Irish Film Institute -THE BIG COMBO

THE BIG COMBO

Director: JOSEPH H. LEWIS

U.S.A. • 1955 • BLACK AND WHITE • DIGITAL VIDEO • 89 MIN


THE BIG COMBO PROBABLY STANDS SECOND ONLY TO GUN CRAZY IN TERMS OF THE CULT RECOGNITION OF JOSEPH H. LEWIS AS AN EXEMPLAR OF THE ‘B’ MOVIE/FILM NOIR/UNDERWORLD CYCLE.
It is a prime slice of 1950s paranoia, a dark sadomasochistic thriller which is easily the most compulsive essay on the theme of the hunter wholly fascinated by, half in love with, and by the end unhappily identified with his quarry.
Cornel Wilde is a police lieutenant who has dedicated himself to busting the ‘Big Combo’ — a crime organisation which, quite in keeping with the general claustrophobia of the film, Lewis never bothers to identify beyond a handful of hoods. Its overlord is the anonymously omnipotent ‘Mr. Brown’ (Richard Conte), and the motive for the policeman’s vendetta is that the mistress Brown has kept for three years — willingly, the film suggests, out of a strong sexual attraction — was once his lover. In a way, The Big Combo draws out and intensifies the predicament of the detective hero in Lewis’ earlier Undercover Man.
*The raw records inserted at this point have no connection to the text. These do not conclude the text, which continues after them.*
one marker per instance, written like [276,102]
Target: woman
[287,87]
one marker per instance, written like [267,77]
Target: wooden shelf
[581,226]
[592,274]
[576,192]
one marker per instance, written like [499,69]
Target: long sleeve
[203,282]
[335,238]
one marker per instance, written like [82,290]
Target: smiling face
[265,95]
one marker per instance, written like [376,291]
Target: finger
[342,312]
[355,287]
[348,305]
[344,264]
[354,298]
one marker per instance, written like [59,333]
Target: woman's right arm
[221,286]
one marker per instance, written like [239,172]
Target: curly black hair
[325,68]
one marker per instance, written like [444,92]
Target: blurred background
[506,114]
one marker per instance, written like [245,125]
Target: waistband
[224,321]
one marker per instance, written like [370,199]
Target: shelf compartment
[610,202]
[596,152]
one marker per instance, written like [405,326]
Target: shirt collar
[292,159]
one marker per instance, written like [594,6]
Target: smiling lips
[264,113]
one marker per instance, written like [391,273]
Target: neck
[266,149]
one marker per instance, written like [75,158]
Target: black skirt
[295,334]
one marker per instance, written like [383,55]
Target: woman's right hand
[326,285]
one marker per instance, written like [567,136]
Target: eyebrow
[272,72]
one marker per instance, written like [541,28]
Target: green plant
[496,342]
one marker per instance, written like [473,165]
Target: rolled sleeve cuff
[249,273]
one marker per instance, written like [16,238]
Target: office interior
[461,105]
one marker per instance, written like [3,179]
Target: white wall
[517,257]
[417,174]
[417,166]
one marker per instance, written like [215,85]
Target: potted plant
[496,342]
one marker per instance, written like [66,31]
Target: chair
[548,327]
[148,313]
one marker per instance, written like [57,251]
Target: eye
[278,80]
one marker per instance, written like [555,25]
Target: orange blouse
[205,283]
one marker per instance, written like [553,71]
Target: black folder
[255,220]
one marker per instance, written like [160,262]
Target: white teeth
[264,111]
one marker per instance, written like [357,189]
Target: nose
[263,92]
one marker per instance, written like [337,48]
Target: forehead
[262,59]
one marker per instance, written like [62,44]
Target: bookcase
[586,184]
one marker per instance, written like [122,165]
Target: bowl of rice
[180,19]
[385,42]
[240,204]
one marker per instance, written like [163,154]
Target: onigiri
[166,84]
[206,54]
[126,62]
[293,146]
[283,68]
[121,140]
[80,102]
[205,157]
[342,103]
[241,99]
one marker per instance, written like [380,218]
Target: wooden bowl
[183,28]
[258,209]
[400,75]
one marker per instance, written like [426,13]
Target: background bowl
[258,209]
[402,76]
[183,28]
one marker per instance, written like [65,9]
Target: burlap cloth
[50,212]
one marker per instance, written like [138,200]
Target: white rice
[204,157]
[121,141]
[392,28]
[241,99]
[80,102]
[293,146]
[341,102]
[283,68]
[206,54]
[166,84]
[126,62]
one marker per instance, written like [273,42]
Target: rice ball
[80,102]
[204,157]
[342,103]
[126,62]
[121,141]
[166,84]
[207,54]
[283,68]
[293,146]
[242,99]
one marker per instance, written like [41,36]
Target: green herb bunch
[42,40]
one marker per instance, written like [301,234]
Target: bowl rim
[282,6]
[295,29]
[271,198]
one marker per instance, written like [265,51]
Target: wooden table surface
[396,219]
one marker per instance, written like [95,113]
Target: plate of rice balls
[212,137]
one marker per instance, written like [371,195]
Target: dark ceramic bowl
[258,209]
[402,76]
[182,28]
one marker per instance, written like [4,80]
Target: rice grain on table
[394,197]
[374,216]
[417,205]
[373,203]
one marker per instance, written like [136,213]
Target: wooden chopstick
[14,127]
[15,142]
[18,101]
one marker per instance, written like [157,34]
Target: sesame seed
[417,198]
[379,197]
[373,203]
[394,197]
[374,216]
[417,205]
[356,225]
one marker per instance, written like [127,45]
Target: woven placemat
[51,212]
Its originality is that it transforms the staple genre conflict of love and duty into something psychologically more subversive and sexually charged; at the time, Lewis fought (and won) a battle with the censors over one scene in which oral sex between Brown and his mistress is clearly intimated.
The Big Combo is one of the most justly admired of Hollywood ‘accidents’ in which direction, script and photography (the splendid black and white visuals are by the incomparable John Alton) combine in a unique attack on audience sensibilities. — Richard Combs.